Cut To The Chase….

I had an ex-marine sales manager who loved this phrase. Not hard to believe considering his military background. You don’t hear this phrase much anymore , which is too bad because it would probably shorten the life of a lot of politicians, salespeople, heads of companies.

In the military (I was in the Army) there is a reason for cut to the chase. In combat you don’t have time to screw around with long-winded explanations. When a senior commanding officer dresses down a junior officer the CO is not looking for a dissertation on why the Lieutenant screwed up. There are too many people in this world that are verbally boring. Their theory is why not use 1000 words to explain something vs. 100. They’re after nuances, they don’t want to hurt someone’s feelings by being too abrupt, they want to make sure that the listener is clear about their meaning. (You can be just as clear with two sentences vs. twenty.)

If you have the stomach for it listen to congressional hearings and you will be rewarded with the verbal dancing between the senators and those being questioned. And if you want another stomach turner think back to Clinton’s verbal charade when answering questions about Monica Lewinski. (Republicans are just as bad, lest you think I’m picking on the liberals.)

Here is one man’s reason why cutting to the chase has become extinct. No one wants to be ACCOUNTABLE! When was the last time you heard “I screwed up.” Or, “I wasn’t clear enough with my instructions and that’s why….” And if you don’t have the faintest clue why something got screwed up just say “I don’t know but I’ll find out.”

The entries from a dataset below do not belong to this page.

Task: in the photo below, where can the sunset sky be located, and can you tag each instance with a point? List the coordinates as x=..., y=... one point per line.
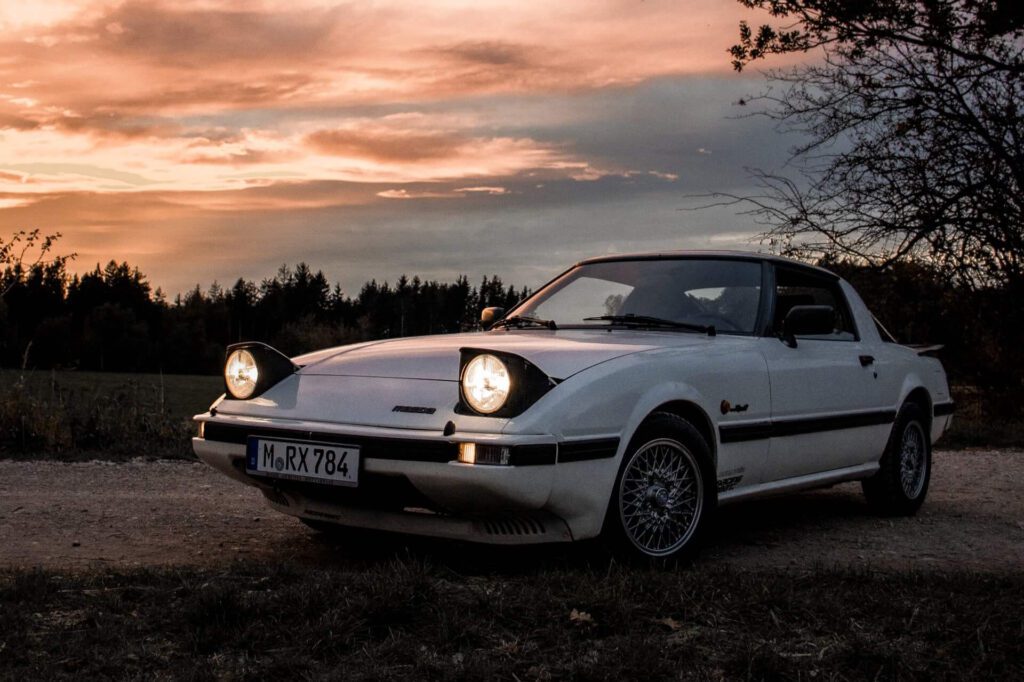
x=208, y=140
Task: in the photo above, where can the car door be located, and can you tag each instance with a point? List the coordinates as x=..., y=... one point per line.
x=827, y=406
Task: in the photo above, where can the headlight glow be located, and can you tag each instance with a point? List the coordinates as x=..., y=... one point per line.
x=241, y=374
x=485, y=383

I’d like to see the following words or phrases removed from all communication:

  • Maybe
  • It all depends
  • I wasn’t responsible
  • If at all possible
  • There were other factors involved
  • I wasn’t aware

There are hundreds of these phrases that confuse and needlessly lengthen the time it takes to  communicate. Regardless of who is communicating-be succinct, to the point, and truthful. (Wouldn’t it be nice if someone from the BP rig came forward with the truth?)

As a country we have forgotten how to be forthright with our questions, statements, and answers. Political correctness has become the rule for communication. Don’t you think it’s time to temper the PC concept a bit? I’m not suggesting that we verbally maim, disabuse, or cut people to shreds. But let’s call an event or situation what it is and not do the verbal two-step.

Speak openly, be clear, tell it like it is.